Prima dell’intervista, abbiamo incontrato Gianmarco Marzocchini, assessore alle politiche sociali, per avere un quadro della situazione a Correggio.
«La distribuzione dei migranti nella provincia avviene, purtroppo, senza che vi sia un confronto programmatico con le amministrazioni locali, anche se Prefettura e Dimora d’Abramo cercano di operare al meglio, per evitare sovraffollamenti. A Correggio, oltre ai ragazzi dell’ostello, ne ospitiamo altri in un appartamento di via Vela, gestito dalla cooperativa sociale L’Ovile, e in via Sirena, col Ceis. A volte riusciamo a tenerli impegnati in lavori di pubblica utilità, come la raccolta delle foglie, la pulizia delle strade o la spalatura della neve.» Alla Galera i ragazzi sembrano essersi ambientati bene. Hanno stretto amicizia con alcuni correggesi, come Andrea Pedroni, che li aiutano a occupare il tempo libero, per il breve periodo della loro permanenza. Circa ogni due mesi, infatti, gli ospiti cambiano, perché nel frattempo vengono assegnati ad altri Comuni.

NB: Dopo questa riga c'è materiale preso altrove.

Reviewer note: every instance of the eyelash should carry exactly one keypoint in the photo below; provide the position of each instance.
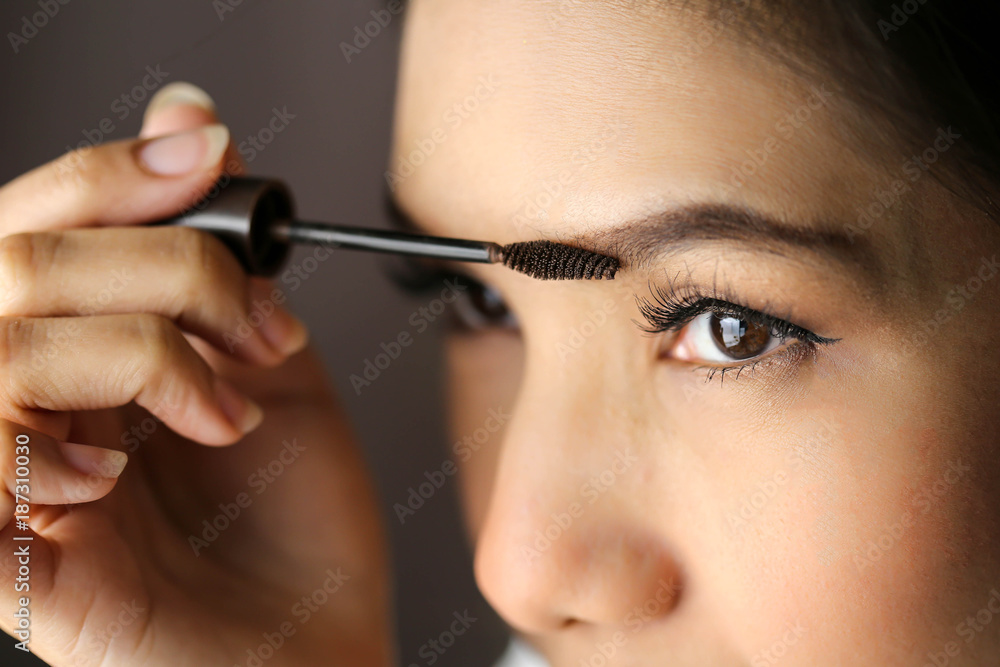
(671, 309)
(668, 310)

Si chiamano Felix, Francis, Otabor, Paul e Thomas. Hanno fra i 22 e i 28 anni. Vengono tutti dalla Nigeria, tranne Thomas, che è ghanese. Tutti e cinque parlano inglese. Felix è il primo a rompere il ghiaccio.

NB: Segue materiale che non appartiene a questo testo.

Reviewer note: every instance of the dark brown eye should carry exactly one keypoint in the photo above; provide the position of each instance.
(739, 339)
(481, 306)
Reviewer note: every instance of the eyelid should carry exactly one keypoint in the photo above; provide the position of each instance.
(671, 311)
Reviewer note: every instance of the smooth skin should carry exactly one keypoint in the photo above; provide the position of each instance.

Da quanto tempo sei in Italia?
Felix: «Sono arrivato in Italia il 17 luglio 2015, ma sono partito da Lagos circa sei mesi fa. Tutti noi siamo arrivati in Italia quest’estate.»
Come avvenivano i tuoi spostamenti?
Felix: «Sono partito a piedi, diretto in Niger. Ho camminato a lungo, fino a quando ho incontrato un camion che mi ha caricato. Cercavo un posto dove cominciare una nuova vita, ma in quel paese ho trovato molto razzismo. Lì, infatti, sono stato fatto prigioniero: mi hanno portato nel deserto, minacciandomi con delle armi. Poi mi hanno venduto a dei libici e ho iniziato a lavorare come schiavo.»
Come schiavo?
Felix: «In Libia ho lavorato come schiavo per sei mesi. Facevamo un po’ di tutto, ma soprattutto lavoravamo nelle fattorie. Ogni tanto i nostri padroni ci rivendevano ad altri trafficanti. C’erano anche bambini, armati, che ci minacciavano e ci derubavano.»
Thomas: «Tutti noi abbiamo lavorato come schiavi, in Libia. Ogni giorno ci picchiavano. Ci davano gli ordini in arabo. Noi non capivamo e loro ci picchiavano, finché non facevamo quello che ci chiedevano.»
Otabor: «All’inizio anch’io ero stato catturato, ma poi sono stato rivenduto ad altri libici, che mi hanno trovato un lavoro come saldatore, a Tripoli. Non venivo pagato, ma almeno non mi picchiavano. Ci sono rimasto tre anni, in questa condizione.»